Citizen offered Pebble $740 million for the company back in 2015
Intel also wanted to buy Pebble for $70 million earlier this year
Now estimates of Fitbit being $40 million
is this not an indicator of a bubble waiting to burst in the industry?
Not really. A bursting bubble is inflating. The prices coming down seems to reflect a more pessimistic market.
Adurbe,
I would think the indicator of “a bubble waiting to burst” would be the original sky-rocking company valuation without matching customer demand. Dropping valuation means the burst is already under way. The question is where it stops. I didn’t know Pebble was offered $740M, wow.
maybe its just me, but $740m feels like a number you should never turn down when you are a company with one product :-p
Depends. Facebook was offered huge numbers before it ever made a buck on advertising, but its investors were better off not accepting those offers.
If you won a company for reasons other than making money (like wanting to do something specific, or simply having ownership), selling is not always ideal. In capitalism, the owner gets to make all the decisions. If you sell, you are no longer the owner, and can no longer make decisions on your own fate. The same goes for taking investment money (because the investors become the owners). If the founders of Pebble wanted to be employees, they probably wouldn’t have bothered with Kick Starter.

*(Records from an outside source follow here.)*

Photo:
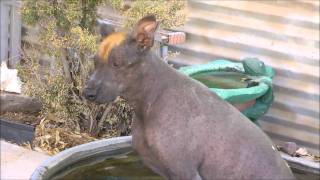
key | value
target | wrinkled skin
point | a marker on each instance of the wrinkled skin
(181, 130)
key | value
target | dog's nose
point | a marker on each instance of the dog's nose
(90, 94)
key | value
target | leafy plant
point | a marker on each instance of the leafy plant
(67, 36)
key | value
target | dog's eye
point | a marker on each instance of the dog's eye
(115, 64)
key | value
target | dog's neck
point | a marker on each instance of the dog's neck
(155, 78)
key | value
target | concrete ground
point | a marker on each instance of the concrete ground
(18, 162)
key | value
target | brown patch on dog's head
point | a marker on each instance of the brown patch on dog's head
(110, 42)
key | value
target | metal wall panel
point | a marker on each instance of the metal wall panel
(283, 34)
(10, 31)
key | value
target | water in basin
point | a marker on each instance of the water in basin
(125, 167)
(120, 167)
(223, 80)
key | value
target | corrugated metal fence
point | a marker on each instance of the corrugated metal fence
(10, 31)
(285, 35)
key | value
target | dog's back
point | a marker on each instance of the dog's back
(195, 134)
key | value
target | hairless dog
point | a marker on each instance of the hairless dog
(181, 130)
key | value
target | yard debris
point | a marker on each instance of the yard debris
(294, 150)
(52, 137)
(9, 80)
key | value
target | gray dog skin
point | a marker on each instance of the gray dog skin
(181, 130)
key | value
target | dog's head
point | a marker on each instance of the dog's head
(118, 62)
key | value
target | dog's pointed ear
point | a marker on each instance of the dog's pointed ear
(144, 32)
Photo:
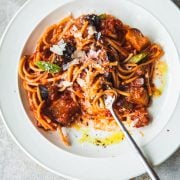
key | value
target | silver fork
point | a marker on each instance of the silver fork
(109, 101)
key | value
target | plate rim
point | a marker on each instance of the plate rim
(3, 117)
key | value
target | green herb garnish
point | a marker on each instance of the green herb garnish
(137, 58)
(46, 66)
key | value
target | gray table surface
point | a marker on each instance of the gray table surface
(15, 165)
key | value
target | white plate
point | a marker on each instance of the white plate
(158, 142)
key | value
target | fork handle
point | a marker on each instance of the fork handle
(136, 148)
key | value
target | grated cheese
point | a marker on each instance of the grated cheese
(59, 48)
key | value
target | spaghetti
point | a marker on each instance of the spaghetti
(79, 62)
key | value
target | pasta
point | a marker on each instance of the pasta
(78, 62)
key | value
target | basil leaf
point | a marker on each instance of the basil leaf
(137, 58)
(46, 66)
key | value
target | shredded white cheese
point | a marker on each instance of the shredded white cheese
(81, 82)
(78, 35)
(73, 62)
(91, 31)
(65, 84)
(79, 54)
(93, 54)
(59, 48)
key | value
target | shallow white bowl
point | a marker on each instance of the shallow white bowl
(114, 158)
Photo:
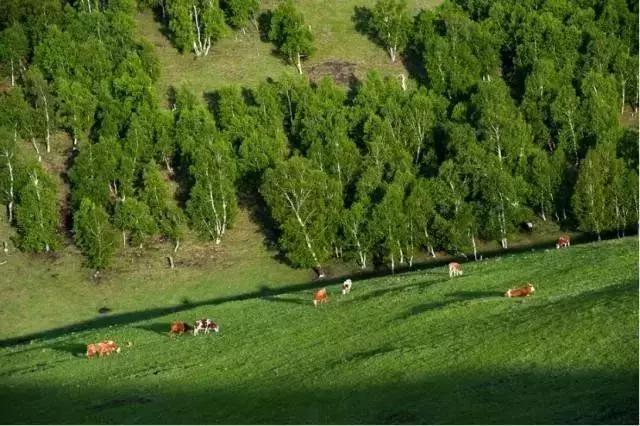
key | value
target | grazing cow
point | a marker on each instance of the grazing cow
(320, 297)
(205, 325)
(346, 286)
(454, 269)
(179, 327)
(103, 348)
(520, 292)
(563, 241)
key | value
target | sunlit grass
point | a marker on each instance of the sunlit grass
(412, 348)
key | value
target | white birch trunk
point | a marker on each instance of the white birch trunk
(11, 186)
(35, 146)
(475, 249)
(623, 87)
(46, 115)
(298, 63)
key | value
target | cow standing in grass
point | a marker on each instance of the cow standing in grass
(104, 348)
(346, 286)
(563, 241)
(520, 292)
(205, 325)
(454, 269)
(320, 297)
(179, 327)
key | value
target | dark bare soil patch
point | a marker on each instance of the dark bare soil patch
(121, 402)
(341, 72)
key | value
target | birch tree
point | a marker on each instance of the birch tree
(76, 106)
(37, 213)
(8, 171)
(156, 194)
(94, 235)
(239, 13)
(290, 34)
(212, 202)
(195, 24)
(389, 223)
(357, 230)
(590, 200)
(391, 23)
(43, 102)
(296, 194)
(14, 49)
(420, 207)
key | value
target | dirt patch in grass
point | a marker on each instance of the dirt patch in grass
(120, 402)
(342, 72)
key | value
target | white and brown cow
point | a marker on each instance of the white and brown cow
(346, 286)
(563, 241)
(454, 269)
(205, 325)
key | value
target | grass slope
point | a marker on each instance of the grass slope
(245, 60)
(412, 348)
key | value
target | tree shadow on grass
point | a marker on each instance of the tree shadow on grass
(145, 315)
(451, 298)
(460, 395)
(78, 350)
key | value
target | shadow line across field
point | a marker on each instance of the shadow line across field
(510, 395)
(264, 292)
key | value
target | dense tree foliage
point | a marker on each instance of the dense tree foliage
(517, 115)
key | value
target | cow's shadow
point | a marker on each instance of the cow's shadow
(76, 349)
(293, 300)
(161, 328)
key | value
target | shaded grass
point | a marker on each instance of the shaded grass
(567, 354)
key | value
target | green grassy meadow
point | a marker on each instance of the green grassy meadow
(412, 348)
(244, 60)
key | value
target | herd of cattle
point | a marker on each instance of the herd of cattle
(205, 325)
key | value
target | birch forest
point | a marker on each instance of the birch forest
(514, 112)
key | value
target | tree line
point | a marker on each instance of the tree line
(517, 114)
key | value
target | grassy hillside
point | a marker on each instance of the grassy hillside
(245, 60)
(413, 348)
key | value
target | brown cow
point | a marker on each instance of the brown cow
(454, 269)
(179, 327)
(520, 292)
(104, 348)
(320, 297)
(563, 241)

Pebble is the BeOS of smartwatches.
It’s an indicator that fitness tracking is the killer app for wearables for the bulk of the market, and everything else is an answer looking for a problem. It’s not so much a bubble as much as the hype is dying down and the wearable market cooling off.
Selling a company is also about finding the correct fit. In this case, Pebble fills in the higher end market that FitBit is moving into with the Blaze.
I personally like the Fitbit products but then I had the interesting realisation that they’ve actively been ignoring real paying customers for almost 3 years with regards to integrating their devices and user data (which is not theirs, but their customers and to which they have all the rights in the world) with the Apple HealthKit SDK. If a customer has made the decision to buy into a particular brand and lifestyle, you should really try to work with that, not play silly corporate animosities (probably all stemmed from the entrance of the Apple Watch in the same arena.)
https://community.fitbit.com/t5/Feature-Suggestions/Integrate-with-i…
Not listening to customers, moderating the forum to keep any dissent to minimum seems like the complete opposite from what Pebbel is about.
Until they change this practice I will vote with my wallet in other directions.
Probably, but FitBit is a wildly successful company and basically own the fitness tracker market.
Integrating with Apple HealthKit would be nice, but of the people I know who own FitBits and iPhones, they don’t care.
I have no interest in the health functions of Fitbit and the like. I want a simple smartwatch that looks like a proper watch, provides me notifications, simple apps, and an informative always-on display.
I bought the Pebble Round shortly before this announcement. It is the only watch I have ever owned as an adult. It is almost perfect as far as I am concerned.
It would be more than a shame if the culture and design of Pebble were lost with this change.